Remember that essay I wrote about healthcare reform? Well then, you'll remember its ugly stepsister Credit Card Reform. It seems that the good folks at Bank of America have found a little work-around to that piece of legislation:
NEW YORK – Bank of America Corp. said Tuesday it will charge a limited number of its credit card customers annual fees ranging from $29 to $99 starting next year.
"We're testing this to see what the feedback is. In terms of any plans going forward, we haven't made any decisions," said Betty Riess, a spokeswoman for Bank of America. She said the fee is being "tested" on 1 percent of its credit card accounts globally, but declined to give specific numbers.
Let me guess as to what "the feedback is." I guess -- um -- bad. Like, "Fuck you, you bastards" bad. Like the kind of bad that makes people transfer their balances and start screaming at Bank of America's customer service reps.
Oh, and guess who gets slapped with the fees? The people who don't use the cards!
The Bank of America accounts that will be charged fees were selected based on "risk and profitability," Riess said. That means customers in good standing who never carried a balance — and never incurred interest charges or late fees — could be among those getting notices.
Risk and profitability? Here's the equation that BoA uses to define risk and profitability:
Low risk to Bank of America + low profitability to Bank of America = Added fee.
It seems that they aren't satisfied with having you merely carry the card around in your wallet in case of ... God forbid ... a financial emergency, they want you to start using the damned thing. Run up a big balance and miss a payment or two, and we'll think about waving that pesky fee. Because it must cost a lot of money to not print up a bill and not have someone process a payment. You didn't think they were in the service industry, did you?
But gosh, Aunt Bea, didn't the company promise not to raise rates? Didn't the government promise to fix the problem so my credit card company wouldn't charge me so much?
The notices of the new fee comes after Bank of America last week vowed not to hike interest rates on credit cards ahead of the sweeping new credit-card reforms that go into effect in February. That pledge came as Congress considered moving up the effective date of the law to Dec. 1. Customers across the country have seen interest rates hiked and credit limits lowered since the law was signed in May.
But I thought they were going to help us?
Analysts have predicted banks would make up lost revenue by charging annual fees more frequently on credit cards and checking accounts, even for customers in good standing.

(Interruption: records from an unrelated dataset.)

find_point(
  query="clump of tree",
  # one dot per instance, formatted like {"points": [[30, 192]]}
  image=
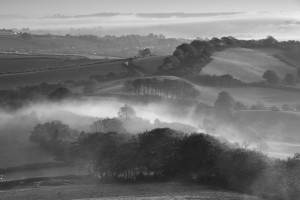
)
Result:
{"points": [[226, 80], [188, 58], [289, 79], [126, 112], [164, 154], [16, 98], [107, 125], [144, 52], [59, 94], [175, 89]]}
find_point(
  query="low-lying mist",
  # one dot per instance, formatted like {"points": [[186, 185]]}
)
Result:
{"points": [[249, 129], [283, 26]]}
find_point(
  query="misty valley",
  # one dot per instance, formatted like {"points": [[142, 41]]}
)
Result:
{"points": [[140, 108]]}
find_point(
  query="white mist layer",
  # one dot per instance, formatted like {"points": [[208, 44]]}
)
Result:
{"points": [[282, 25], [262, 133]]}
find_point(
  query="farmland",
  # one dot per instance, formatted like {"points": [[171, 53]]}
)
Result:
{"points": [[247, 64]]}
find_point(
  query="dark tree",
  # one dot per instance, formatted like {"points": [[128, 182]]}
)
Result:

"We are making this change in response to market conditions, new federal laws and regulations, and the increasing costs of providing unsecured credit," states a letter sent to a Bank of America credit-card customer and obtained by The Associated Press.
Oh well, as long as it's in response to market conditions. Hey wait, aren't you partly responsible for market conditions, since you're kind of "the market?"
"But, I can reject the fee and cut up my card, right?" Not so fast, Lois.
Customers are told that they can reject the fee, but will subsequently have their account closed. The deadline to reject the change of terms is Dec. 16. Closing a credit card account can come with repercussions to a person's credit score, since it would lower the amount of available credit a person has access to.
Oh, OK - I'll just keep the card and run up more debt, that way the company won't charge me the fee and my credit rating won't suffer. That makes good nonsense.
See ... you people think government is out to help you, but what really happens is that big corporations have lawyers and really shrewd businessmen with college degrees and stuff. They spend days at a time thinking up ways to work around the pages of legislation that our government spends years writing. Before the ink is dry on the president's ceremonial pen the gang of thieves at your local bank or credit card company have laughed in the government's face, and like Rocky in that fight against Clubber Lang, they take the pounding and yell back, "Ain't so bad! Ain't so bad!"